Tumor samples for research are usually obtained without standardized procedures and at uncontrolled times after tumor resection. As a consequence, several exogenous factors modify the molecular biology of the cancer cells on a way that varies among samples; especially the hypoxia and the temperature decrease of the resected tumor outside the body alter the gene expression and other molecular features on a variable way. For this reason, a large amount of the targets and biomarkers that have been discovered so far, have resulted from the distorted biology of such tumor samples, they have a poor reproducibility and therefore have no medical relevance1,2.  For this problem we have developed solutions on two levels:

  1. Sample acquisition and storage.  We have developed a method for the acquisition and storage of tumor samples, which eliminates the majoriy of the exogenous factors and standardize the few remaining ones. In this way the research samples conserve for a long time the genuine molecular biology that the tumor cells had in the patient's body. In a series of experiments, tumor samples obtained with our method generated highly qualitative and reproducible DNA, RNA, proteins and histological sections, even after seven years of storage.

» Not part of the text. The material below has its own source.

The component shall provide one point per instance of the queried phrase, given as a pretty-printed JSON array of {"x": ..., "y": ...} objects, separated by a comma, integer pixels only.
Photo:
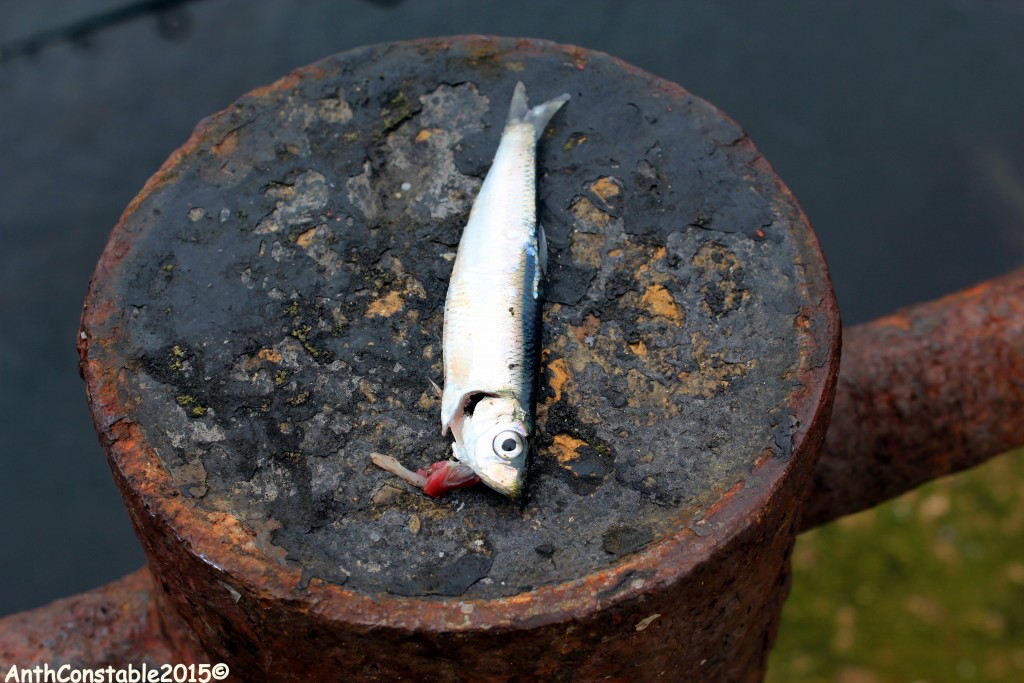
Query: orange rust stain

  2. Target Discovery and Biomarker research. We have developed a strategy for the discovery of targets and biomarkers based on a high-quality biobank. The samples are acquired and stored according our method (s. above). The patient parameters to be collected are chosen to describe the medical condition to be addressed by the target or the biomarker. The molecular data obtained from the samples and their correlation with the patient data can lead to the discovery of genuine targets and biomarkers with the highest reproducibility and medical accuracy.
    1. Alymani NA, Smith MD, Williams DJ & Petty RD (2010) Predictive biomarkers for personalized anti-cancer drug use: discovery to clinical implementation. Eur J Cancer 46: 869-879.
    2. Maxim B et al. (2012), Impact of Collection and Storage of Lung Tumor Tissue on Whole Genome Expression Profiling. JMD 12(2): 140-148.